Steerpike’s photos from the Lib Dem conference make the affair look far more interesting than it could possibly have been. As I have written here before, the terms ‘Liberal Democrat’ and ‘party conference’, when put together, constitute probably the most soporific words in the English language. There are few ways to adequately summarise the pointlessness of this annual fandango of positioning and lies.
Granted the other party conferences aren’t much better. But at least people broadly know — largely for historical reasons — why the Conservative and Labour parties exist. There is simply no point in the Lib Dems. They may once have been a useful outlet for a protest vote; now we have UKIP and the Greens for that.
During last year’s conference I wrote that:
‘There is simply no purpose in the Liberal Democrats. There never has been. It is just a collection of people who for various reasons – understandable dislike of the other parties, hilarious opportunism or simple ignorance – wandered into a party and then tried to agree on what the people they find themselves among could be said to agree on or believe in.’
Which was probably too kind.
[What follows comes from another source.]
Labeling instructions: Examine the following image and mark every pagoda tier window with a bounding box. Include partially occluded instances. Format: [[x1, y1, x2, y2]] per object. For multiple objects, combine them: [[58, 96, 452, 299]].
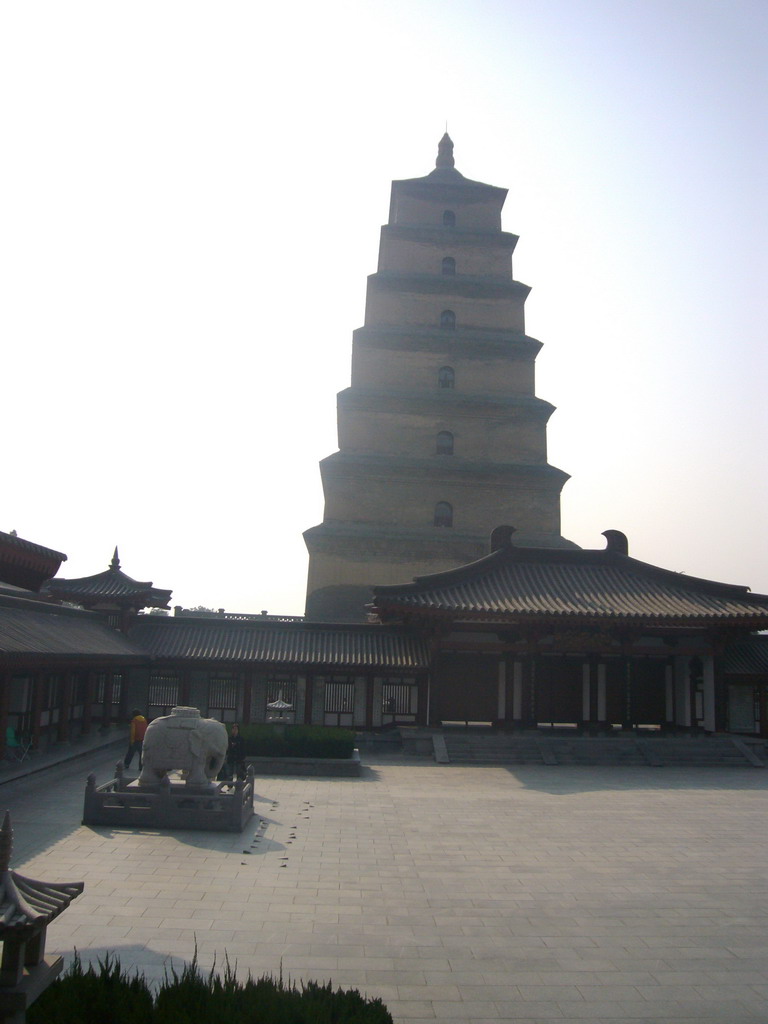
[[434, 501, 453, 527], [440, 309, 456, 330], [442, 257, 456, 276], [438, 365, 455, 389], [436, 431, 454, 455], [443, 210, 456, 227]]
But allow me one example of what I meant.
David Laws is back in the Cabinet after the compulsory period of purdah. Readers will recall that he had to leave it in 2010, after just 17 days, because his domestic arrangements — which included some serious expenses fiddling — became known.
The affair also ‘outed’ Laws as gay. In subsequent interviews he revealed that when he was coming to political consciousness, the main thing which drove him – a fiscal conservative – away from the Conservative Party was the fact that during the 1980s the Conservative Party was not known for its ‘social liberalism’. But now that Mr Cameron’s party has spear-headed the successful campaign for equal gay marriage rights this stumbling block for Mr Laws undoubtedly no longer exists. Yet Mr Laws has not joined the Conservatives. He remains in the Lib Dems. And in that fact you have the only reason for why the party still exists. It is an accident: a mish-mash of cowardly careerists pretending to have a point.
I do hope Jeremy Clarkson, and others, run against Nick Clegg and colleagues 2015. British politics would be so much healthier if the Liberal Democrats simply ceased to exist.